The locale is set in the Control Panel. Changing the Locale involves restarting the PC.
Unicode is a system of character encoding handles characters in any language and does not depend on the Locale set in the Control Panel.
Unicode has a unique value for every letter in most of the languages used worldwide.
Unicode files can be moved to another country without affecting the contents and will be readable.
For text files these are the normal ways to store:
•Unicode UTF-8 Encoding
•Unicode UTF-16 LE Encoding
•ASCII (MBCS) Encoding which relies on the correct Locale being set in the Control Panel.
The Companion uses UTF-16 LE internally and most files read and produced are now UTF-8 encoded with a BOM.
Programs can detect which files are Unicode because a Unicode file can have a BOM (byte order mark) at the beginning of the file.
The BOM is a few special bytes at the front of the file that identify it as Unicode encoded:
•UTF-8 uses a 3 byte BOM
•UTF-16 uses a 2 byte BOM. For Windows this will be a UTF-16-LE (little endian)
•ASCII does not use a BOM
If a QDF file is Unicode this is shown in the main window title.
If a file does not have a BOM then the program scans the file to check if it is UTF-8 encoded.
Classic files will be ANSII. On Windows this would use MBCS and would rely on the Language for non-Unicode programs (Locale) to be set correctly in the control panel.
There is a move to assuming such files are UTF-8 which do not rely on the Language for non-Unicode programs to be set correctly in the Control panel.
Companion always puts a BOM on UTF-8 and UTF-16 files generated to avoid confusion.
A data file from another source without a BOM may be UTF-8 (UNI) or ASCII (ASC).
IMPORTANT: You can use [Raw] [File encoding check] to check if the file is UTF-8 encoded. Alternatively opening a file without a BOM in Notepad (not WordPad) will normally tell you the encoding correctly.
Each character takes up 1-4 bytes. English characters and the usual punctuations marks use a single byte.

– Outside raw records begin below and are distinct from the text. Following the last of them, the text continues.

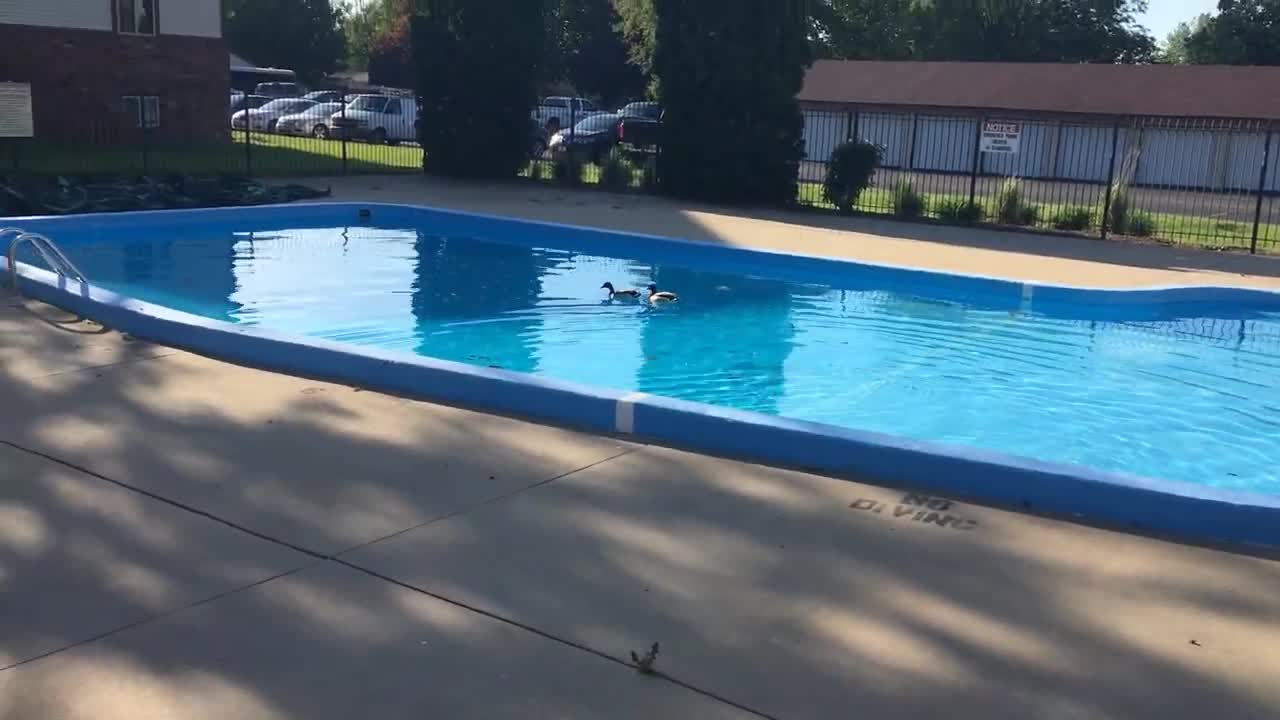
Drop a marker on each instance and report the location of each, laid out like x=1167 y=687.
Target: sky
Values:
x=1162 y=16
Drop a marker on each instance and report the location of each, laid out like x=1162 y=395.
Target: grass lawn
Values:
x=266 y=155
x=273 y=155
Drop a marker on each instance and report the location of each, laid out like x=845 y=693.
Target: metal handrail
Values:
x=50 y=253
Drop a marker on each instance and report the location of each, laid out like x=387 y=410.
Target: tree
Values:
x=361 y=23
x=1244 y=32
x=638 y=23
x=1029 y=31
x=478 y=69
x=298 y=35
x=1180 y=48
x=391 y=59
x=586 y=49
x=732 y=130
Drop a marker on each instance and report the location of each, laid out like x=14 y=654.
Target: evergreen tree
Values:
x=732 y=130
x=478 y=71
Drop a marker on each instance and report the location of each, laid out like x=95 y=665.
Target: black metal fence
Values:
x=307 y=139
x=1203 y=182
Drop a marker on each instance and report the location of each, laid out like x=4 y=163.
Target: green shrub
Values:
x=960 y=212
x=478 y=68
x=850 y=172
x=562 y=169
x=1118 y=214
x=1073 y=219
x=616 y=171
x=1009 y=201
x=1141 y=224
x=649 y=177
x=908 y=204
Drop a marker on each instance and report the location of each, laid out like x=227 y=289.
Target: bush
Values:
x=616 y=171
x=851 y=171
x=1011 y=208
x=478 y=67
x=1073 y=219
x=908 y=204
x=562 y=169
x=732 y=130
x=1141 y=224
x=1009 y=201
x=961 y=212
x=1118 y=214
x=649 y=178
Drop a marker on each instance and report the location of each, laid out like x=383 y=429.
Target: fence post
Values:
x=248 y=145
x=574 y=174
x=1262 y=187
x=977 y=160
x=146 y=147
x=1111 y=180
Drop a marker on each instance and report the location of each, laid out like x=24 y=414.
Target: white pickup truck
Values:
x=558 y=112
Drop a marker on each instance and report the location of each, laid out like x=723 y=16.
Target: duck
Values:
x=663 y=296
x=626 y=292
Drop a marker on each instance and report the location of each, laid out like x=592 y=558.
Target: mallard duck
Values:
x=626 y=292
x=656 y=296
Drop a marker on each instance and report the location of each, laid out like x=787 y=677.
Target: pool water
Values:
x=1182 y=392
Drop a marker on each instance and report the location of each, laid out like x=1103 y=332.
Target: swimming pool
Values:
x=1179 y=386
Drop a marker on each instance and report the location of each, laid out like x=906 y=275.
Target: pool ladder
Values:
x=56 y=260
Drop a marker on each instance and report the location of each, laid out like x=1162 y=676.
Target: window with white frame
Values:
x=136 y=17
x=144 y=108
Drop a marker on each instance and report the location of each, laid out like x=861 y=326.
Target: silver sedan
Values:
x=312 y=121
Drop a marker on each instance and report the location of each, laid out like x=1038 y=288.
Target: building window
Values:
x=136 y=17
x=145 y=109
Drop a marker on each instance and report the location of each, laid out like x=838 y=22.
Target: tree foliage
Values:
x=586 y=49
x=732 y=130
x=300 y=35
x=1028 y=31
x=478 y=71
x=1243 y=32
x=391 y=62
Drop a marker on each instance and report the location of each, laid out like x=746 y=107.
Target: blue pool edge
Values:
x=1162 y=507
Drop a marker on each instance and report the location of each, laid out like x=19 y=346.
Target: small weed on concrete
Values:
x=648 y=662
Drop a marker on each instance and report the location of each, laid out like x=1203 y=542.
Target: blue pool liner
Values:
x=1069 y=491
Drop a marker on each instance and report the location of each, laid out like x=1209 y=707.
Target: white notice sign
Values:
x=1002 y=137
x=16 y=110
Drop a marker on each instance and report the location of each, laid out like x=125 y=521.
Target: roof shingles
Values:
x=1187 y=91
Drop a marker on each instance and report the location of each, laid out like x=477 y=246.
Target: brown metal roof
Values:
x=1194 y=91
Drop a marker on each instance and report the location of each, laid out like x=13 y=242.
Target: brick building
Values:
x=104 y=69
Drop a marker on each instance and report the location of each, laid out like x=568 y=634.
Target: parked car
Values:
x=378 y=118
x=280 y=90
x=650 y=110
x=248 y=103
x=593 y=139
x=314 y=121
x=554 y=113
x=268 y=115
x=325 y=96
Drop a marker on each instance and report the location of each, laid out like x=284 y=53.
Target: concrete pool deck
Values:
x=187 y=538
x=1025 y=256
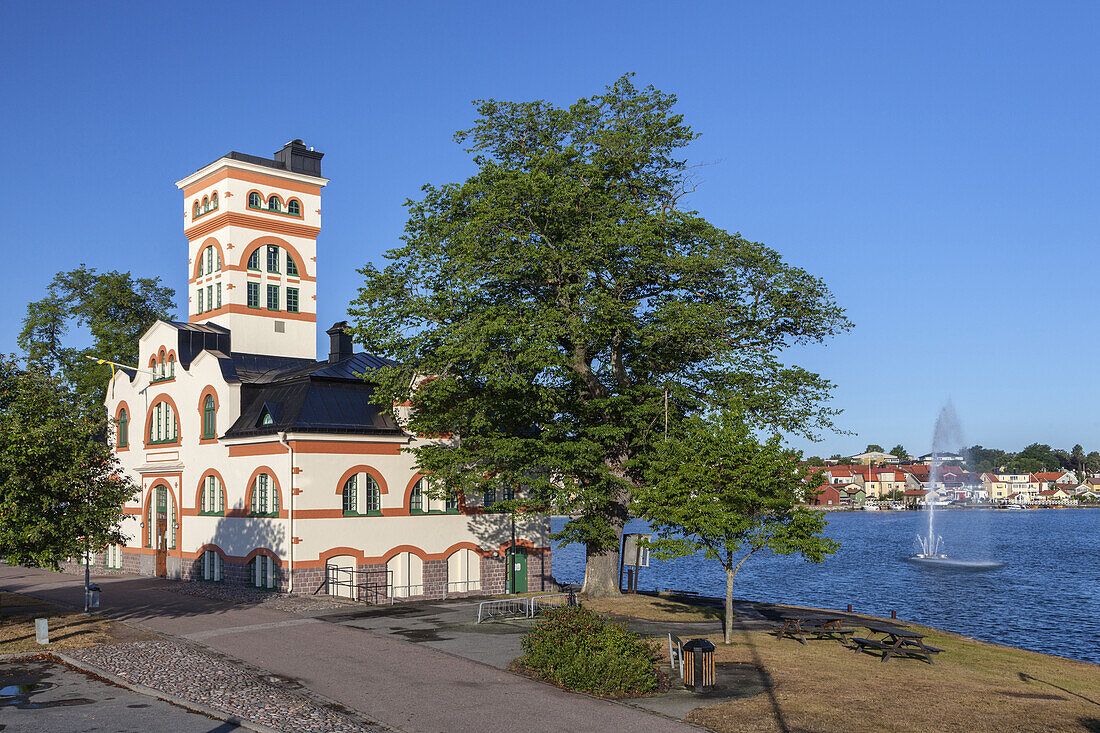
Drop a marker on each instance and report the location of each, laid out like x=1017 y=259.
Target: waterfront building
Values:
x=260 y=465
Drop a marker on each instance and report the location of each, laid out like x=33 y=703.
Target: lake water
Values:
x=1045 y=598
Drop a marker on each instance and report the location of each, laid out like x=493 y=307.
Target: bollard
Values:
x=699 y=665
x=42 y=631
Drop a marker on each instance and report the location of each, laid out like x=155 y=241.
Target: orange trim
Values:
x=208 y=390
x=149 y=416
x=339 y=448
x=243 y=309
x=198 y=492
x=248 y=489
x=208 y=242
x=363 y=469
x=251 y=221
x=118 y=411
x=264 y=241
x=249 y=176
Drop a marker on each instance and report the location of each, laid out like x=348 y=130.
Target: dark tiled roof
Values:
x=309 y=396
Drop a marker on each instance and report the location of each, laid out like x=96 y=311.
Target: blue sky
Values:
x=935 y=163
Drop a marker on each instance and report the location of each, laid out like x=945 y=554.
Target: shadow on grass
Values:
x=770 y=689
x=1027 y=678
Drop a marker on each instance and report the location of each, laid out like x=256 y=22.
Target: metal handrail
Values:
x=503 y=609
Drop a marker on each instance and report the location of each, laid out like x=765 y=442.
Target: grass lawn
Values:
x=972 y=687
x=652 y=608
x=68 y=628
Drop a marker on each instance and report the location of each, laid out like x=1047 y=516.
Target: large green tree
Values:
x=715 y=489
x=61 y=489
x=565 y=306
x=114 y=307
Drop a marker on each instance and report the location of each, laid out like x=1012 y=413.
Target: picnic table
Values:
x=897 y=641
x=796 y=625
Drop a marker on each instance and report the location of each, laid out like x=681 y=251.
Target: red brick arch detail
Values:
x=209 y=241
x=263 y=241
x=149 y=416
x=209 y=546
x=363 y=469
x=198 y=490
x=278 y=490
x=208 y=390
x=144 y=512
x=130 y=418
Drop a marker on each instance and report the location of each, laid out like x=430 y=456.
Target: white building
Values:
x=259 y=463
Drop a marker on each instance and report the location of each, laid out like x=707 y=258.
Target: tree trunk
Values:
x=729 y=604
x=601 y=571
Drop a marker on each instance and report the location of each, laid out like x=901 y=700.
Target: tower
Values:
x=251 y=225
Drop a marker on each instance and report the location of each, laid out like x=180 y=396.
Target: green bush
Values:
x=580 y=651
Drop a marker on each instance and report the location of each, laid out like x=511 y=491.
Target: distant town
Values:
x=878 y=480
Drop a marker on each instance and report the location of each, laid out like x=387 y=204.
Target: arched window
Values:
x=123 y=440
x=209 y=429
x=262 y=571
x=212 y=567
x=264 y=501
x=212 y=499
x=351 y=496
x=163 y=426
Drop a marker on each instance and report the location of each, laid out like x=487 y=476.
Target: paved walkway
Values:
x=404 y=686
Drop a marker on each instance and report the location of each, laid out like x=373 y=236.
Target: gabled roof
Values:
x=303 y=395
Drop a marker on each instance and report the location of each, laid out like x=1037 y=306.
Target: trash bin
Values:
x=699 y=665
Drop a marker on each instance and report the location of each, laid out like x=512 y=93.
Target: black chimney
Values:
x=298 y=159
x=340 y=346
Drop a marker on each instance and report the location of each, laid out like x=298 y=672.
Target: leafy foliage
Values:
x=113 y=306
x=59 y=483
x=717 y=490
x=579 y=649
x=560 y=293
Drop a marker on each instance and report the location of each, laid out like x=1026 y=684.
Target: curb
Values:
x=194 y=707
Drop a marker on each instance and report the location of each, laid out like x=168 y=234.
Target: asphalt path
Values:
x=44 y=696
x=402 y=685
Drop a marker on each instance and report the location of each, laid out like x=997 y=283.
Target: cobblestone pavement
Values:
x=189 y=674
x=299 y=604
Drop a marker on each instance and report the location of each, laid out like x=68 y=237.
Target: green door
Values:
x=517 y=571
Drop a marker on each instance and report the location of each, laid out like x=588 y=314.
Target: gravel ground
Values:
x=303 y=604
x=189 y=674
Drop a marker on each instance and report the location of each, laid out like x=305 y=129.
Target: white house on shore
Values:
x=260 y=465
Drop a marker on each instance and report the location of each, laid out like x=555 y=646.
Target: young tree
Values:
x=61 y=489
x=567 y=308
x=715 y=489
x=116 y=307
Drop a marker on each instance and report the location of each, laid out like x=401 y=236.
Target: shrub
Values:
x=580 y=651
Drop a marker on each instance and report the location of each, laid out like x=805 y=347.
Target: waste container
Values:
x=699 y=665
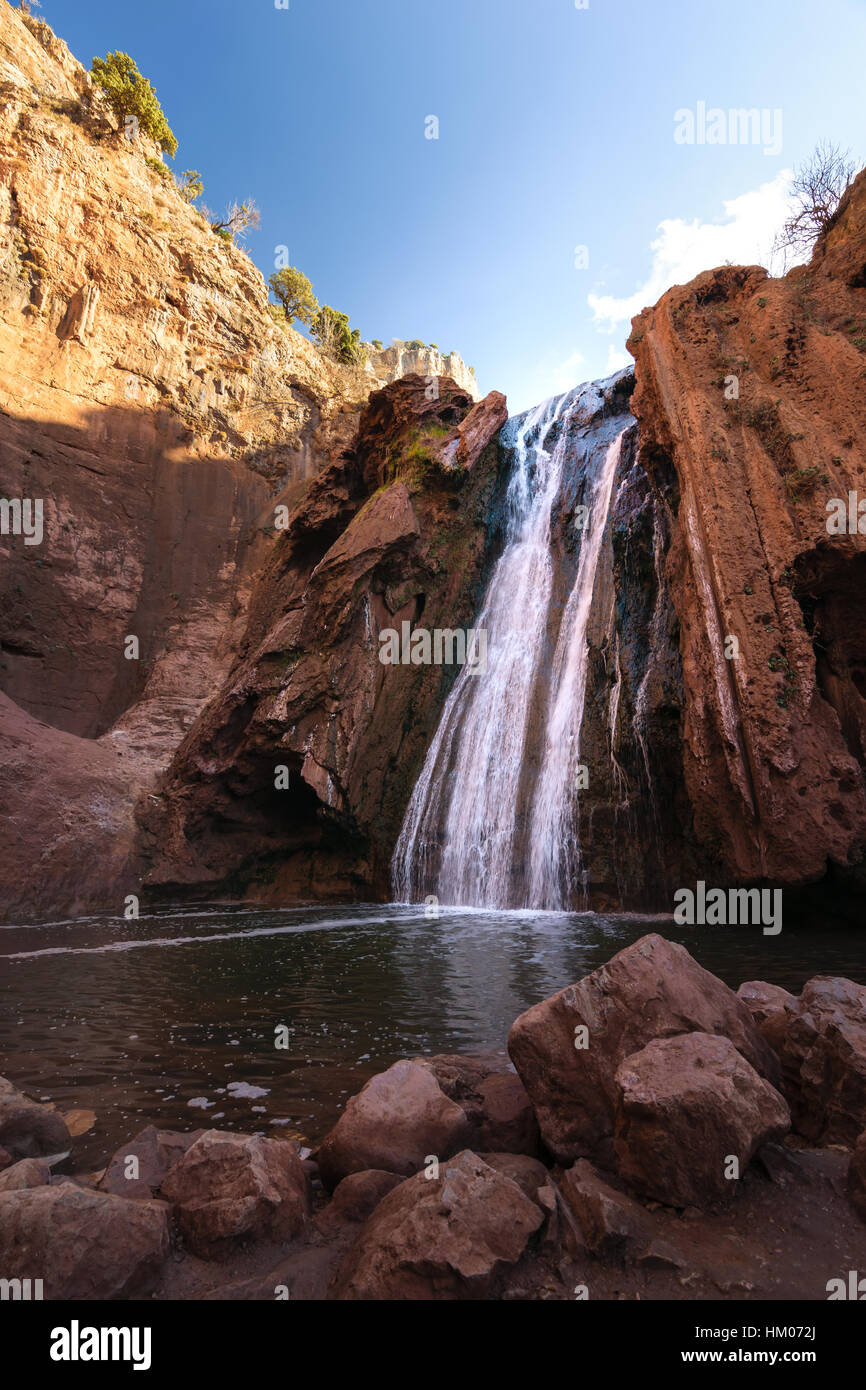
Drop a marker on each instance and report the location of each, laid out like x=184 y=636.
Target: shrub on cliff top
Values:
x=331 y=331
x=131 y=95
x=816 y=193
x=295 y=292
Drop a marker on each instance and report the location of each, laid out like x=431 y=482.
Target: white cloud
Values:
x=567 y=374
x=683 y=249
x=616 y=360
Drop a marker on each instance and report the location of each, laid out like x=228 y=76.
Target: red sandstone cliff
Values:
x=774 y=738
x=154 y=407
x=148 y=398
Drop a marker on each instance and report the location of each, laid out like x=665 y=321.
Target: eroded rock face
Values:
x=448 y=1237
x=28 y=1129
x=652 y=988
x=394 y=1123
x=232 y=1186
x=751 y=388
x=387 y=364
x=685 y=1108
x=82 y=1244
x=391 y=534
x=157 y=413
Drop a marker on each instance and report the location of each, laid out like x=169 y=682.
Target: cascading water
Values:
x=492 y=816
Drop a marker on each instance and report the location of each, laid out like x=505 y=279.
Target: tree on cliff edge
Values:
x=295 y=292
x=131 y=96
x=816 y=193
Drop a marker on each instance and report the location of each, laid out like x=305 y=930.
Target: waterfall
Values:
x=492 y=820
x=555 y=849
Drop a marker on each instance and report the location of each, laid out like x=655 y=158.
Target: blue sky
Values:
x=556 y=132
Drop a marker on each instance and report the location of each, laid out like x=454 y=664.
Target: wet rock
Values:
x=823 y=1059
x=705 y=453
x=613 y=1225
x=28 y=1172
x=395 y=1123
x=530 y=1175
x=232 y=1186
x=28 y=1129
x=770 y=1007
x=652 y=988
x=448 y=1237
x=82 y=1244
x=357 y=1196
x=492 y=1098
x=856 y=1178
x=154 y=1153
x=687 y=1105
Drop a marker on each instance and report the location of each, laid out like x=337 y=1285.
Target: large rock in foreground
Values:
x=231 y=1186
x=28 y=1129
x=820 y=1041
x=82 y=1244
x=687 y=1107
x=394 y=1123
x=567 y=1048
x=494 y=1100
x=856 y=1178
x=446 y=1237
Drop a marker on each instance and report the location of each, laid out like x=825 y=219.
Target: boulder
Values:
x=652 y=988
x=527 y=1172
x=772 y=1009
x=156 y=1153
x=232 y=1186
x=395 y=1123
x=856 y=1178
x=612 y=1223
x=28 y=1129
x=492 y=1098
x=28 y=1172
x=357 y=1196
x=823 y=1061
x=453 y=1236
x=82 y=1244
x=685 y=1107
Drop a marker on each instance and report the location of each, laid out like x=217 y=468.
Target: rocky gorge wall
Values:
x=752 y=419
x=153 y=405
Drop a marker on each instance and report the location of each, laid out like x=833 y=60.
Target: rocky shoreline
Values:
x=648 y=1134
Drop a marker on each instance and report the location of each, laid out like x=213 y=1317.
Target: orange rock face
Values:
x=752 y=412
x=157 y=414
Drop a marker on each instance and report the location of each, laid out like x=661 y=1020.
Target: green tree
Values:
x=131 y=96
x=331 y=331
x=238 y=220
x=189 y=185
x=295 y=292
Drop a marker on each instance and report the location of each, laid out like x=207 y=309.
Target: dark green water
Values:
x=136 y=1019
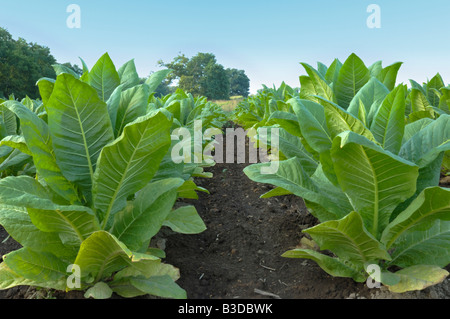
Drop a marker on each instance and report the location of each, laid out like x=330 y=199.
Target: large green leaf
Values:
x=73 y=223
x=339 y=120
x=389 y=122
x=319 y=83
x=388 y=75
x=353 y=75
x=103 y=77
x=418 y=277
x=291 y=177
x=137 y=224
x=349 y=240
x=37 y=266
x=102 y=254
x=39 y=142
x=429 y=247
x=16 y=221
x=333 y=71
x=431 y=204
x=133 y=104
x=371 y=96
x=80 y=127
x=8 y=123
x=128 y=164
x=428 y=143
x=376 y=181
x=312 y=122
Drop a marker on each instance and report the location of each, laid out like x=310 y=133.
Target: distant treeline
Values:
x=23 y=63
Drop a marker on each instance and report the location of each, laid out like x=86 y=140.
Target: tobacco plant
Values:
x=96 y=200
x=371 y=178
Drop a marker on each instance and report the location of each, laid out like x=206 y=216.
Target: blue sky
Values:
x=267 y=39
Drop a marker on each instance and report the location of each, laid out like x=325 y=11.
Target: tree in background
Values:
x=239 y=82
x=22 y=64
x=215 y=82
x=202 y=75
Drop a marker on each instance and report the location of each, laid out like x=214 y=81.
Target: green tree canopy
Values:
x=239 y=82
x=22 y=64
x=202 y=75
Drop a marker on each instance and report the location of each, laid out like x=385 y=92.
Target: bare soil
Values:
x=239 y=255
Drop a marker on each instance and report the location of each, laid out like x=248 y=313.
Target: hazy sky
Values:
x=267 y=39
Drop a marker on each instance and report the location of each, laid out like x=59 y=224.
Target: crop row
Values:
x=88 y=181
x=366 y=156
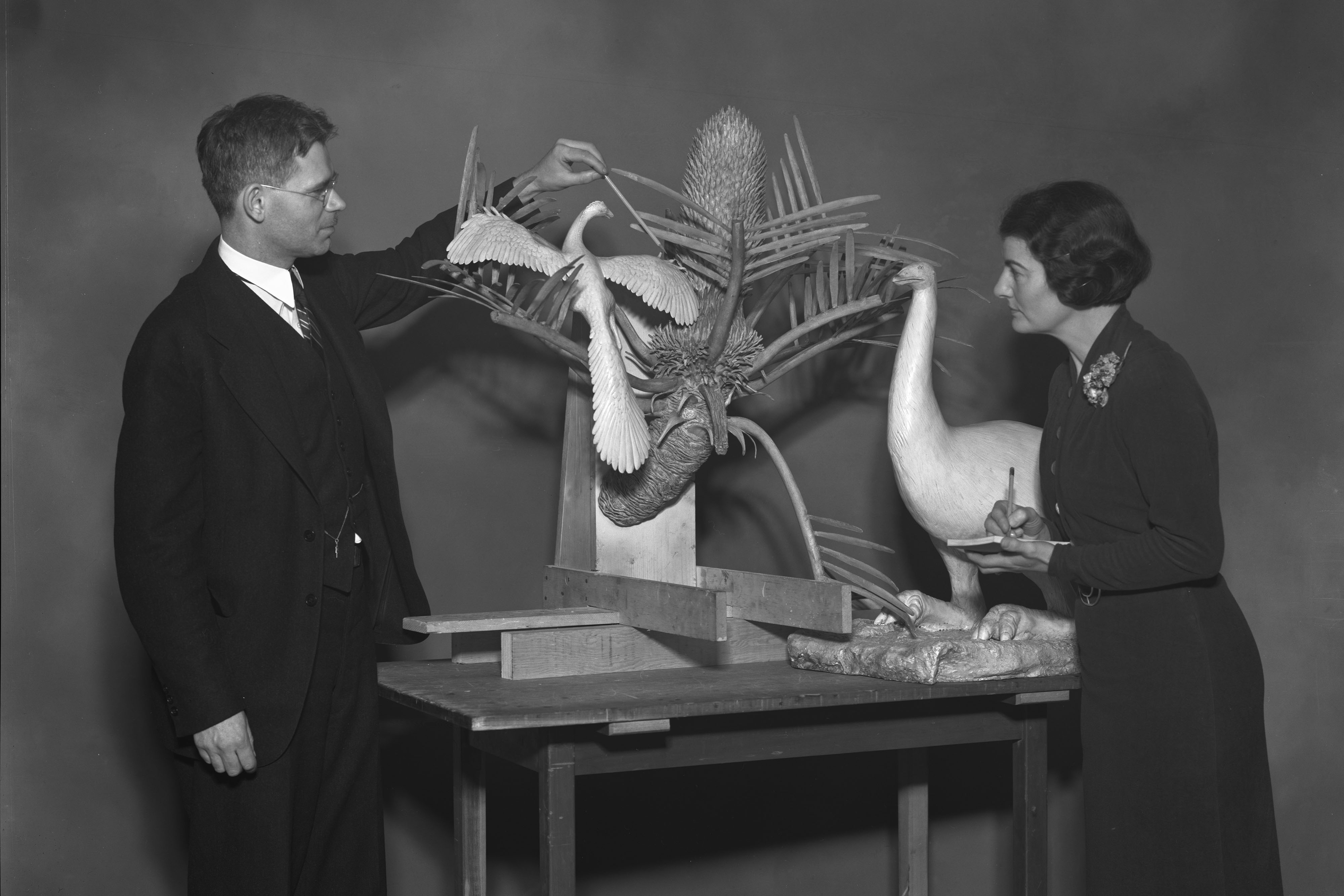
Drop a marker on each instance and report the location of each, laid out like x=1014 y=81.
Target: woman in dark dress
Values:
x=1177 y=782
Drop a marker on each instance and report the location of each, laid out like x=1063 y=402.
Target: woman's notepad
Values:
x=990 y=545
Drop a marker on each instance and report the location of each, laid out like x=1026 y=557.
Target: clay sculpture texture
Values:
x=740 y=257
x=892 y=652
x=951 y=476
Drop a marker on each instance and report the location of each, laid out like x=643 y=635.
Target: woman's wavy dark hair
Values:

This is a form of Unicode encoding that has been altered to reduce the size of the file where a lot of the file content is English or Western European.
XML and HTML files contain a lot of standard English characters in mark-up, so these are usually stored in UTF-8 format. This preserves all the Unicode text in a smaller file.
IMPORTANT: We recommend using UTF-8 encoding for all files because:
•Any text in any language will be shown correctly provided you have the relevant language pack installed.
•UTF-8 files can be moved safely between UNIX and Windows environments.
Every character uses (at least) two bytes. This will normally be larger than a UTF-8 file.
The Windows .NET Framework uses UTF-16 LE (Little Endian) internally.
Each character takes up 1 or 2 bytes. The 2 byte characters will be different for different languages so only one language other than English can be used.
There is a setting in the Control Panel to tell programs which language to use for non-Unicode files (the Locale).
A Windows specific MBCS encoding is used.
See Fixed format data files for details about this type of data file.
CSV files will now normally be UTF-8. We recommend using CSV data files because these will normally be smaller than fixed format files and there is no risk of slippage where a data part uses more or less space than has been allocated.